Sunday 16 November 2014

2013-2014 General Project Update


As most visitors to our site now drop in here to the BLOG first, and as most have already travelled through the main web site, we thought we’d do this short BLOG to point folks back to probably the last annual report we’ll be doing on the main section of the site; the 2013-14 section..... Link below.
Being the last, we thought we’d cover a full ‘year in the life’ of the project, including some stuff that has already been reported and some that occurs each year, giving a fairly general picture of the project in one hit.
We intend to continue reporting what we are up to through this BLOG which is much easier for us as we can upload information as and when things happen.
We’ve dropped a sample of the pictures below that you’ll see and read about in the report if you decide to have a look.
It brings things almost right up to date as at November 2014, but with much more to come over the winter.
We have just received the all-clear on this years health checks and will be depositing roach into the river at a number of locations, yet to be finally decided, in December 2014 and February 2015.
We’ll be moving the one year olds from the tanks, also in February, to the stews once we have emptied them of adults.
We have our eye on the reinstatement of a small lake at the head of our stews at Bickton, which we are just sorting out the logistics and consents for. In this, we hope to generate a full and healthy, and self-sustaining population of roach through seeding it with various ages and sizes of our own fish. This will then enable us to collect spawn each year and deposit it for hatching directly into the river. We will also be able to net and release a proportion of the adults every few years as they increase their own numbers. With luck and good management, it could turn into our very own little silver mine..... So, fingers crossed.
So, much more to come. Keep watching this space.

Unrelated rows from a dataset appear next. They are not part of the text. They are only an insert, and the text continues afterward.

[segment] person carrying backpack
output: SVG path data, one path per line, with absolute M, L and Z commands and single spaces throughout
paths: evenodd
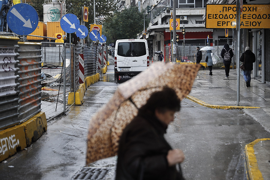
M 230 72 L 230 66 L 232 63 L 232 58 L 233 57 L 233 52 L 232 50 L 230 48 L 227 44 L 224 45 L 220 55 L 223 58 L 223 63 L 225 66 L 225 74 L 226 74 L 225 77 L 228 78 Z

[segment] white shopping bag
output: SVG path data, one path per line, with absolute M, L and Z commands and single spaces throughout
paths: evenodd
M 220 59 L 219 58 L 219 57 L 214 52 L 211 52 L 211 56 L 212 56 L 213 64 L 216 64 L 219 63 L 220 62 Z

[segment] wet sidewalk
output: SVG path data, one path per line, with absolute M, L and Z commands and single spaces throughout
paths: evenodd
M 213 70 L 213 75 L 210 76 L 209 71 L 206 70 L 207 69 L 200 71 L 194 81 L 189 94 L 195 98 L 195 100 L 193 101 L 196 102 L 197 99 L 198 103 L 202 102 L 202 105 L 212 105 L 213 108 L 220 106 L 223 106 L 222 109 L 226 109 L 231 106 L 245 106 L 245 112 L 270 132 L 270 85 L 252 79 L 251 86 L 247 87 L 241 74 L 238 106 L 236 70 L 231 70 L 229 77 L 225 78 L 224 70 Z M 254 108 L 256 107 L 260 108 Z M 245 147 L 245 167 L 249 179 L 270 179 L 269 137 L 257 139 Z
M 252 79 L 251 87 L 247 87 L 241 74 L 240 101 L 238 106 L 236 70 L 231 69 L 227 78 L 225 78 L 224 70 L 214 69 L 213 72 L 213 75 L 210 76 L 207 68 L 199 71 L 189 94 L 193 101 L 208 107 L 221 107 L 219 109 L 224 110 L 233 106 L 235 109 L 242 109 L 245 113 L 270 132 L 270 85 Z M 263 137 L 265 137 L 260 138 Z M 246 146 L 246 166 L 249 179 L 270 179 L 269 137 L 254 140 Z M 73 179 L 113 179 L 112 177 L 114 176 L 116 158 L 102 160 L 82 168 Z M 106 165 L 101 165 L 104 164 Z M 97 170 L 94 172 L 93 168 Z

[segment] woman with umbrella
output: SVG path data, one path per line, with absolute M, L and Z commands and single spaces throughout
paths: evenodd
M 213 75 L 213 72 L 212 72 L 212 68 L 214 65 L 213 64 L 213 61 L 212 60 L 212 56 L 211 53 L 212 52 L 212 50 L 214 50 L 215 49 L 212 47 L 211 46 L 206 46 L 204 47 L 201 49 L 201 51 L 207 51 L 206 55 L 205 56 L 205 62 L 207 63 L 207 66 L 208 66 L 208 69 L 210 72 L 209 75 L 212 76 Z
M 184 179 L 176 167 L 184 161 L 184 153 L 172 149 L 163 136 L 180 109 L 172 89 L 151 95 L 120 138 L 116 180 Z

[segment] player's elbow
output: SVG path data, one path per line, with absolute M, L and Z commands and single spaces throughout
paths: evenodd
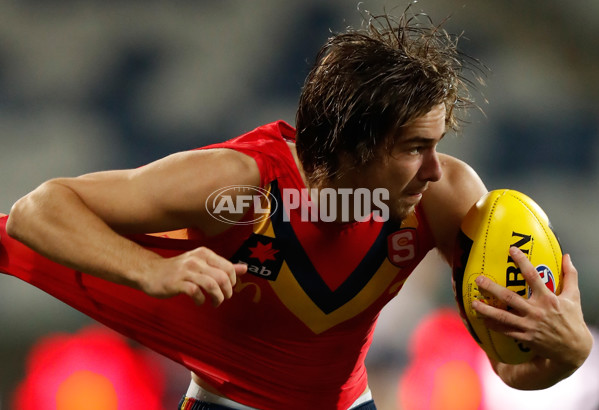
M 6 221 L 6 233 L 10 237 L 19 241 L 26 239 L 27 233 L 31 232 L 31 222 L 41 216 L 43 204 L 47 202 L 48 197 L 52 196 L 52 191 L 57 188 L 56 185 L 57 183 L 52 180 L 44 182 L 13 204 Z

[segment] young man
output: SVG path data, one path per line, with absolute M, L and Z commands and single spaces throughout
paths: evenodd
M 275 122 L 139 169 L 42 184 L 5 218 L 16 240 L 2 236 L 0 270 L 191 369 L 180 408 L 374 409 L 364 359 L 380 310 L 430 249 L 451 262 L 486 192 L 436 151 L 471 103 L 455 39 L 393 21 L 324 45 L 297 130 Z M 534 296 L 483 280 L 513 309 L 473 307 L 538 353 L 493 363 L 499 376 L 544 388 L 590 351 L 577 273 L 564 257 L 555 296 L 512 257 Z

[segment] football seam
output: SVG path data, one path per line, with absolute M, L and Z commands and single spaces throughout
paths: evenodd
M 495 200 L 493 201 L 493 204 L 491 206 L 491 209 L 489 210 L 489 216 L 487 217 L 487 223 L 485 226 L 485 240 L 483 242 L 483 258 L 482 258 L 482 263 L 481 263 L 481 274 L 484 274 L 484 272 L 485 272 L 485 259 L 486 259 L 486 254 L 487 254 L 487 238 L 489 237 L 489 230 L 491 229 L 491 220 L 493 219 L 495 209 L 497 208 L 497 203 L 499 202 L 499 199 L 503 195 L 505 195 L 505 191 L 503 191 L 501 193 L 501 195 L 498 195 L 497 198 L 495 198 Z M 480 293 L 480 290 L 478 292 Z M 493 339 L 491 330 L 489 328 L 487 328 L 486 326 L 484 327 L 484 329 L 485 329 L 485 332 L 487 333 L 487 340 L 491 344 L 491 348 L 493 349 L 493 352 L 495 352 L 495 356 L 497 356 L 499 361 L 503 361 L 502 356 L 499 354 L 499 351 L 497 350 L 497 347 L 495 346 L 495 340 Z

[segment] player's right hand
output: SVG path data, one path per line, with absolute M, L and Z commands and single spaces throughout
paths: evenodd
M 154 259 L 149 271 L 139 282 L 148 295 L 167 298 L 183 293 L 198 305 L 209 298 L 216 307 L 233 295 L 237 275 L 245 273 L 247 265 L 233 264 L 199 247 L 172 258 Z

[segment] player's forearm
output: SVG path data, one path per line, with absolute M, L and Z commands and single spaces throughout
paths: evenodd
M 52 181 L 15 203 L 6 229 L 58 263 L 137 288 L 144 265 L 158 258 L 116 234 L 75 192 Z

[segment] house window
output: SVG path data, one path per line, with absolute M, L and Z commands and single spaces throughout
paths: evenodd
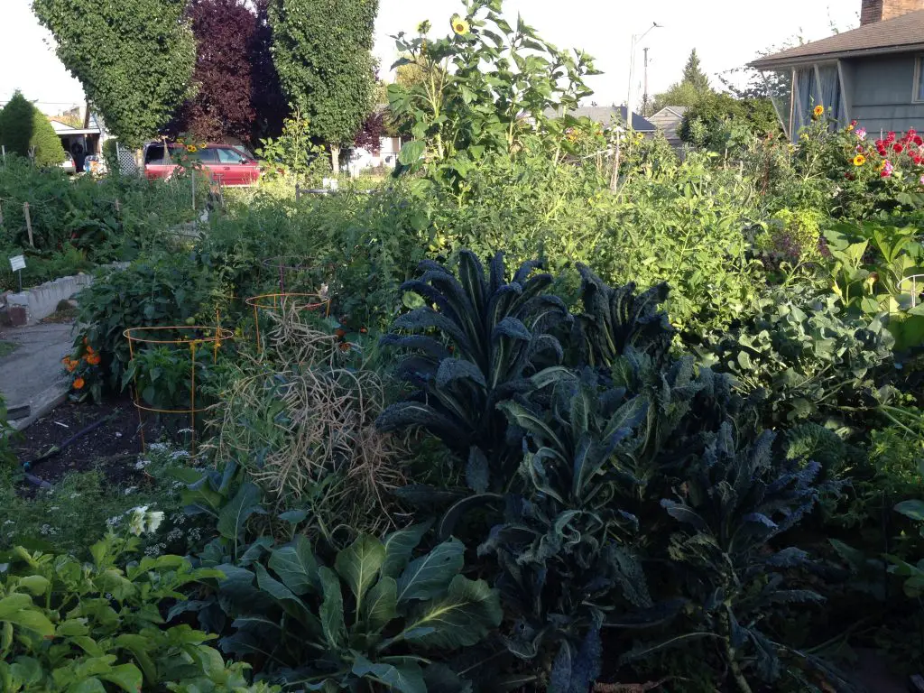
M 924 55 L 915 61 L 915 101 L 924 101 Z

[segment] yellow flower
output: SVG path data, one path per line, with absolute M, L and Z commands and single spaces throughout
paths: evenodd
M 462 18 L 461 15 L 453 15 L 453 18 L 451 21 L 453 25 L 453 30 L 458 36 L 465 36 L 467 33 L 468 33 L 470 27 L 468 26 L 468 22 L 467 22 L 465 19 Z

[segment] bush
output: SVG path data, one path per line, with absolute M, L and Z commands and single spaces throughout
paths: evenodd
M 136 533 L 159 522 L 156 514 L 136 515 Z M 5 557 L 5 690 L 102 691 L 105 684 L 122 690 L 247 689 L 248 666 L 225 665 L 205 644 L 211 636 L 188 626 L 162 626 L 162 604 L 181 597 L 185 585 L 222 574 L 193 570 L 173 555 L 129 563 L 138 546 L 136 537 L 109 534 L 91 547 L 89 565 L 21 547 Z
M 64 162 L 64 147 L 52 124 L 19 91 L 0 111 L 0 144 L 7 154 L 30 157 L 37 166 Z

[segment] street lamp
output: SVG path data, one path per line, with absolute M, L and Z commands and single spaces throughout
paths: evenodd
M 645 33 L 641 34 L 632 34 L 632 48 L 629 54 L 629 91 L 628 96 L 626 99 L 626 131 L 630 135 L 632 133 L 632 80 L 635 79 L 635 55 L 636 49 L 638 43 L 648 36 L 655 29 L 663 29 L 663 26 L 656 21 L 651 22 L 651 26 L 648 28 Z M 613 175 L 610 176 L 610 190 L 615 192 L 616 188 L 619 187 L 619 162 L 622 158 L 622 147 L 621 144 L 622 138 L 619 137 L 618 132 L 616 133 L 616 154 L 613 157 Z
M 626 99 L 626 111 L 627 116 L 626 120 L 628 120 L 629 129 L 632 128 L 632 81 L 635 79 L 636 52 L 638 48 L 638 43 L 641 43 L 642 39 L 644 39 L 646 36 L 651 33 L 651 31 L 653 31 L 655 29 L 663 29 L 663 26 L 656 21 L 651 22 L 651 26 L 648 28 L 648 30 L 645 31 L 645 33 L 641 34 L 640 36 L 638 34 L 632 34 L 632 49 L 631 49 L 632 52 L 629 54 L 629 91 L 628 91 L 628 95 Z

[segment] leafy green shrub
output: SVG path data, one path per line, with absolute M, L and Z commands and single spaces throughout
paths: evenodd
M 22 548 L 6 554 L 0 571 L 4 690 L 104 690 L 106 684 L 132 692 L 164 685 L 246 689 L 247 666 L 225 665 L 205 644 L 212 636 L 188 626 L 162 626 L 161 602 L 181 599 L 184 586 L 221 573 L 193 570 L 171 555 L 123 569 L 137 548 L 137 538 L 109 534 L 91 547 L 90 565 Z
M 762 298 L 735 330 L 707 336 L 703 361 L 766 395 L 767 425 L 829 419 L 862 427 L 863 409 L 894 372 L 894 343 L 881 318 L 854 320 L 833 296 Z
M 225 537 L 243 535 L 254 500 L 246 493 L 231 501 L 232 513 L 218 525 Z M 275 546 L 262 536 L 240 547 L 236 563 L 220 563 L 230 557 L 218 540 L 201 560 L 225 578 L 172 614 L 195 611 L 208 627 L 224 625 L 225 652 L 256 658 L 265 676 L 286 686 L 353 690 L 374 682 L 411 693 L 462 691 L 459 677 L 440 663 L 500 625 L 499 600 L 486 582 L 460 574 L 465 547 L 458 541 L 412 560 L 427 529 L 414 526 L 381 541 L 362 535 L 333 568 L 301 534 Z
M 124 332 L 130 327 L 188 324 L 209 299 L 213 280 L 188 253 L 154 254 L 124 270 L 100 273 L 76 297 L 80 325 L 71 371 L 93 399 L 120 391 L 130 360 Z M 170 338 L 176 338 L 176 335 Z M 76 385 L 75 385 L 76 386 Z
M 505 484 L 520 456 L 497 405 L 521 391 L 539 364 L 564 356 L 549 333 L 570 316 L 560 298 L 544 293 L 552 276 L 533 275 L 537 267 L 527 262 L 508 281 L 501 253 L 489 275 L 469 251 L 458 256 L 458 278 L 424 262 L 420 278 L 403 288 L 432 305 L 399 317 L 383 338 L 384 345 L 417 352 L 399 366 L 417 391 L 383 411 L 377 425 L 383 431 L 426 428 L 468 460 L 466 476 L 478 492 Z M 421 334 L 434 328 L 442 340 Z
M 0 144 L 7 154 L 30 157 L 36 166 L 64 162 L 64 147 L 48 118 L 20 91 L 14 92 L 0 110 Z

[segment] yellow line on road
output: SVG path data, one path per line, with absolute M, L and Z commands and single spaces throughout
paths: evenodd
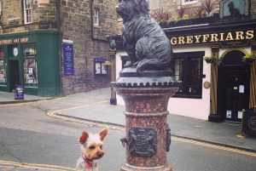
M 67 168 L 62 166 L 56 166 L 56 165 L 49 165 L 49 164 L 37 164 L 37 163 L 27 163 L 27 162 L 15 162 L 10 161 L 3 161 L 0 160 L 0 164 L 2 165 L 9 165 L 9 166 L 16 166 L 20 168 L 39 168 L 44 170 L 75 170 L 73 168 Z
M 191 143 L 194 145 L 207 146 L 207 147 L 211 147 L 211 148 L 215 148 L 215 149 L 219 149 L 219 150 L 228 151 L 232 151 L 232 152 L 236 152 L 236 153 L 247 155 L 247 156 L 251 156 L 251 157 L 256 157 L 255 152 L 249 152 L 249 151 L 243 151 L 243 150 L 239 150 L 239 149 L 236 149 L 236 148 L 226 147 L 226 146 L 218 145 L 212 145 L 210 143 L 205 143 L 205 142 L 201 142 L 201 141 L 193 140 L 188 140 L 188 139 L 172 136 L 172 140 L 177 140 L 177 141 L 182 141 L 182 142 L 186 142 L 186 143 Z

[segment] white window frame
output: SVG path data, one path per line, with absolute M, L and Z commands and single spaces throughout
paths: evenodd
M 32 22 L 32 0 L 23 1 L 24 8 L 24 23 L 29 24 Z
M 95 8 L 93 10 L 93 23 L 94 26 L 99 26 L 99 14 L 100 14 L 100 9 Z
M 185 0 L 182 0 L 183 5 L 188 5 L 188 4 L 196 3 L 198 3 L 198 0 L 189 0 L 189 2 L 185 2 Z

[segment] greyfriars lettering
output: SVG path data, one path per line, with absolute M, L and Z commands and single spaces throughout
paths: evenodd
M 172 48 L 169 39 L 150 16 L 146 0 L 119 0 L 117 13 L 123 18 L 123 45 L 137 72 L 170 71 Z

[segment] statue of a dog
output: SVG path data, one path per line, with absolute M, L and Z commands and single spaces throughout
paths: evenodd
M 116 11 L 123 18 L 123 45 L 137 71 L 170 70 L 172 47 L 158 23 L 150 16 L 147 0 L 119 0 Z

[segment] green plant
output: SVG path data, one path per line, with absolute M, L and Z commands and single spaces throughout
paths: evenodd
M 218 64 L 217 59 L 213 56 L 205 56 L 204 60 L 206 60 L 207 64 L 213 64 L 213 66 L 216 66 Z

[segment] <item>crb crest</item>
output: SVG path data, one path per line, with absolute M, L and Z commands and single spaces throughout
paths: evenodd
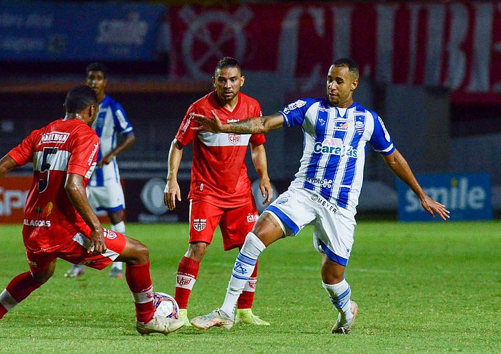
M 193 220 L 193 228 L 197 231 L 201 231 L 205 228 L 207 219 L 194 219 Z
M 232 144 L 237 145 L 238 143 L 240 142 L 240 134 L 230 133 L 228 134 L 228 140 L 229 140 L 230 143 L 231 143 Z

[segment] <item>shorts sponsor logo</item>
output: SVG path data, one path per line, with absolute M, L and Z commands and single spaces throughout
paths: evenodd
M 251 214 L 249 213 L 247 215 L 247 222 L 255 222 L 257 221 L 257 219 L 259 217 L 259 215 L 257 214 Z
M 233 267 L 233 272 L 235 272 L 240 274 L 245 274 L 248 272 L 246 268 L 240 262 L 235 263 L 235 266 Z
M 229 140 L 230 143 L 231 143 L 232 144 L 237 145 L 238 143 L 240 142 L 240 134 L 233 133 L 229 134 L 228 140 Z
M 283 108 L 283 113 L 285 114 L 289 114 L 292 110 L 294 110 L 296 108 L 300 108 L 303 107 L 306 104 L 306 101 L 303 101 L 302 99 L 298 99 L 295 102 L 292 102 L 292 104 L 289 104 L 287 107 Z
M 51 227 L 50 220 L 35 220 L 32 219 L 25 219 L 23 224 L 25 226 Z
M 178 284 L 180 285 L 187 285 L 191 282 L 191 278 L 187 276 L 178 276 L 176 278 Z
M 68 132 L 51 132 L 45 133 L 40 138 L 38 145 L 46 143 L 63 144 L 68 140 L 69 137 L 69 133 Z
M 327 187 L 327 188 L 332 188 L 333 180 L 328 180 L 327 178 L 317 178 L 316 177 L 308 177 L 307 176 L 305 178 L 306 182 L 311 183 L 313 185 L 318 187 Z
M 316 154 L 330 154 L 341 157 L 358 157 L 358 152 L 351 145 L 345 145 L 340 139 L 328 138 L 322 143 L 318 141 L 313 145 L 313 152 Z
M 277 204 L 286 204 L 289 201 L 289 198 L 287 197 L 281 197 L 277 200 Z
M 104 237 L 107 238 L 108 239 L 115 239 L 117 238 L 117 233 L 112 230 L 106 230 L 106 228 L 103 228 L 103 233 L 104 234 Z
M 193 228 L 197 231 L 201 231 L 205 228 L 207 222 L 207 219 L 194 219 Z

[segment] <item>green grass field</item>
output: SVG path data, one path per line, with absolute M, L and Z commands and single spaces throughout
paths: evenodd
M 259 258 L 255 313 L 267 328 L 183 328 L 141 337 L 124 279 L 88 269 L 53 278 L 0 320 L 0 353 L 501 352 L 501 223 L 360 222 L 347 270 L 359 304 L 349 335 L 330 334 L 336 314 L 319 275 L 312 229 Z M 187 226 L 128 224 L 150 247 L 155 290 L 174 294 Z M 0 290 L 27 270 L 21 226 L 0 226 Z M 236 252 L 219 232 L 200 267 L 191 316 L 224 298 Z

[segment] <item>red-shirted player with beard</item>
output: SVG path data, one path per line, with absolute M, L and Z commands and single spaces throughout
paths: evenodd
M 191 182 L 188 196 L 189 244 L 179 263 L 176 283 L 179 319 L 187 326 L 191 326 L 187 314 L 188 298 L 215 228 L 219 224 L 225 250 L 240 248 L 257 218 L 244 161 L 249 143 L 253 163 L 261 180 L 259 188 L 266 198 L 264 204 L 272 198 L 263 134 L 217 134 L 196 132 L 191 129 L 198 123 L 191 121 L 191 113 L 211 117 L 211 111 L 214 110 L 225 122 L 261 115 L 257 101 L 240 92 L 244 80 L 237 60 L 229 57 L 221 59 L 212 78 L 215 90 L 189 106 L 169 152 L 164 201 L 169 210 L 174 210 L 176 201 L 181 200 L 177 173 L 183 150 L 193 141 Z M 252 312 L 257 269 L 255 268 L 238 299 L 237 323 L 270 324 Z
M 86 86 L 74 87 L 65 109 L 64 119 L 34 130 L 0 160 L 0 178 L 30 162 L 34 176 L 23 228 L 30 270 L 14 278 L 0 294 L 0 318 L 52 276 L 58 258 L 100 270 L 116 260 L 127 265 L 137 331 L 176 331 L 183 321 L 154 316 L 146 246 L 103 229 L 87 200 L 85 187 L 99 149 L 99 138 L 90 127 L 99 109 L 95 93 Z

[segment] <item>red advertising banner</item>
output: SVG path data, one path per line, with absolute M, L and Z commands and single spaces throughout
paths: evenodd
M 207 80 L 231 56 L 246 72 L 299 86 L 351 57 L 380 82 L 447 87 L 453 99 L 501 92 L 501 1 L 187 6 L 170 16 L 180 77 Z
M 0 180 L 0 224 L 23 224 L 26 197 L 32 180 L 28 176 L 7 176 Z M 123 180 L 121 182 L 123 186 Z M 102 223 L 110 223 L 106 211 L 97 215 Z

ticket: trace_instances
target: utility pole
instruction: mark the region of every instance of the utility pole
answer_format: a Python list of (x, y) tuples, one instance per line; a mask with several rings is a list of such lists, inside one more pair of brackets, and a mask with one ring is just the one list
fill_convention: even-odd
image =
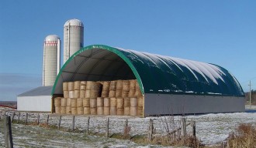
[(250, 86), (250, 109), (251, 109), (251, 80), (250, 80), (250, 83), (249, 83), (249, 86)]

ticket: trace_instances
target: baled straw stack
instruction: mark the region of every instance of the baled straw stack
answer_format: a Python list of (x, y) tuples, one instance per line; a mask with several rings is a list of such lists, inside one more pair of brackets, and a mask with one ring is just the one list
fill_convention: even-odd
[(84, 107), (78, 107), (78, 115), (84, 114)]
[(115, 97), (116, 96), (116, 91), (115, 90), (109, 90), (109, 97)]
[(77, 115), (78, 114), (78, 108), (71, 107), (71, 114), (72, 115)]
[(61, 106), (61, 114), (66, 114), (66, 106)]
[(110, 115), (116, 115), (116, 107), (110, 107)]
[(90, 107), (90, 99), (89, 98), (83, 99), (83, 107)]
[(116, 97), (121, 97), (122, 96), (122, 89), (116, 89), (115, 96), (116, 96)]
[(104, 98), (97, 97), (97, 107), (103, 107), (104, 106)]
[(55, 113), (61, 113), (61, 106), (55, 106)]
[(80, 90), (80, 81), (74, 81), (74, 89)]
[(63, 91), (68, 91), (68, 82), (63, 82), (62, 89)]
[(116, 81), (111, 81), (109, 85), (109, 90), (114, 90), (116, 89)]
[(67, 86), (68, 91), (74, 90), (74, 82), (68, 82)]
[(104, 109), (103, 107), (97, 107), (97, 115), (103, 115)]
[(91, 115), (90, 107), (84, 107), (84, 115)]
[(143, 96), (139, 96), (137, 98), (138, 99), (138, 107), (142, 107), (143, 106)]
[(97, 107), (97, 98), (90, 98), (90, 107)]
[(54, 98), (54, 106), (61, 107), (61, 97)]
[(79, 98), (85, 98), (85, 90), (80, 90)]
[(77, 107), (83, 107), (83, 99), (82, 98), (77, 99)]
[(69, 98), (69, 91), (68, 90), (63, 91), (63, 96), (64, 98)]
[(62, 107), (66, 107), (67, 106), (67, 98), (61, 98), (61, 106)]
[(123, 115), (125, 116), (130, 116), (130, 107), (124, 107), (123, 108)]
[(71, 106), (71, 98), (67, 98), (67, 106)]
[(81, 81), (80, 82), (80, 90), (85, 90), (86, 89), (86, 81)]
[(79, 98), (80, 97), (80, 90), (74, 90), (74, 98)]
[(71, 114), (71, 106), (67, 106), (66, 113), (68, 114), (68, 115)]
[(122, 88), (123, 88), (123, 80), (117, 80), (116, 90), (122, 90)]
[(130, 81), (129, 80), (123, 80), (123, 90), (129, 92), (130, 90)]
[(74, 90), (68, 91), (68, 96), (69, 98), (74, 98)]
[(97, 115), (97, 107), (90, 108), (91, 115)]
[(71, 99), (71, 107), (77, 107), (77, 99)]

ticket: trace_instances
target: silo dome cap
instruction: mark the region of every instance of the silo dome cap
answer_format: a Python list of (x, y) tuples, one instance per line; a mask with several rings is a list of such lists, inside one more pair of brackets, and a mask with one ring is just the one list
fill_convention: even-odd
[(45, 38), (45, 41), (57, 41), (60, 38), (57, 35), (49, 35)]
[(64, 27), (67, 26), (68, 25), (79, 26), (79, 27), (84, 27), (83, 22), (81, 21), (80, 21), (79, 19), (75, 19), (75, 18), (67, 21), (64, 24)]

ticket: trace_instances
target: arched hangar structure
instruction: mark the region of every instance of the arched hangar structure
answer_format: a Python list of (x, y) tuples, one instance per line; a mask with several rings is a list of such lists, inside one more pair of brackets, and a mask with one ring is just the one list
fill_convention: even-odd
[(63, 94), (64, 82), (133, 79), (144, 95), (144, 116), (244, 111), (241, 86), (219, 66), (102, 45), (74, 53), (52, 95)]

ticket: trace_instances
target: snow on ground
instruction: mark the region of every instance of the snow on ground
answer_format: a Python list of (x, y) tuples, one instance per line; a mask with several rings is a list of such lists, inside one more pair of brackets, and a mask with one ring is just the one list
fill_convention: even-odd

Once again our spawning boards proved irresistible to the roach.

                                   Some of 'em Whoppers...

What an uplifting sight...

Hatching begins after ten or twelve days.

Then they start popping out all over.

A net full of sparklers.

Trev releases another net of roach above the once famous Ibsley Bridge,
now probably better known for the decline of roach in the area.

This is just one of a number of roach caught from the Avon
in our 2014 annual fundraiser match.